Aufgrund der stark steigenden Materialpreise im Bauhandwerk und der teilweise jetzt schon nicht mehr verfügbaren Baumaterialien wie Stahl, Holz oder Dämmstoffe, werden zukünftig Probleme beim Einhalten von Fertigstellungsterminen nicht vermeidbar sein.

Die deutlichen Preissteigerungen werden Auswirkungen auf die Bautätigkeiten der Fachämter der Stadt Hamm und der städtischen Töchter sowie eine Anpassung ihrer Vertragspraxis zur Folge haben. Mittelbar wird auch die Vielzahl der klein- und mittelständischen Handwerksunternehmen von der deutlichen Preissteigerung bei Baumaterialien betroffen sein, mit erheblichen Auswirkungen auf ihre handwerkliche Tätigkeitsausübung.
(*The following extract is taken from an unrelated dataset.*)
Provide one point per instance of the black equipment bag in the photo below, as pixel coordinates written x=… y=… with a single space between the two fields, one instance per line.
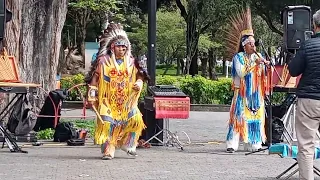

Um auch zukünftig als zuverlässige und verlässliche Partnerin im Sinne einer transparenten Vertragspraxis gegenüber den Handwerksunternehmen und ihren Mitarbeiter*innen auftreten zu können, ist der Umgang der Stadtverwaltung mit den Auswirkungen der deutlichen Preissteigerungen bei Baumaterialien eine wichtige Fragestellung.

Deswegen bitten wir die Stadtverwaltung in dem Zusammenhang, um die Beantwortung folgender Fragen:

1. Sind der Stadtverwaltung und den städtischen Töchtern bereits beauftragte und laufende Projekte bekannt, deren Zeitplan aufgrund der deutlichen Preissteigerungen bei Baumaterialien und eingetretener Lieferengpässe nicht eingehalten werden können, um welche Projekte der Bauherrenämter/ städtischen Töchter handelt es sich?

2. In welchen Abständen führen die Stadtverwaltung bzw. ihre Bauherrenämter Kostenkontrollen bei laufenden Projekten durch und ergeben sich durch marktbedingte Preissteigerungen, Überschreitungen der geplanten Budgets, und führen diese zu der Notwendigkeit von planerischen/baulichen Einsparungen oder Budgeterhöhungen?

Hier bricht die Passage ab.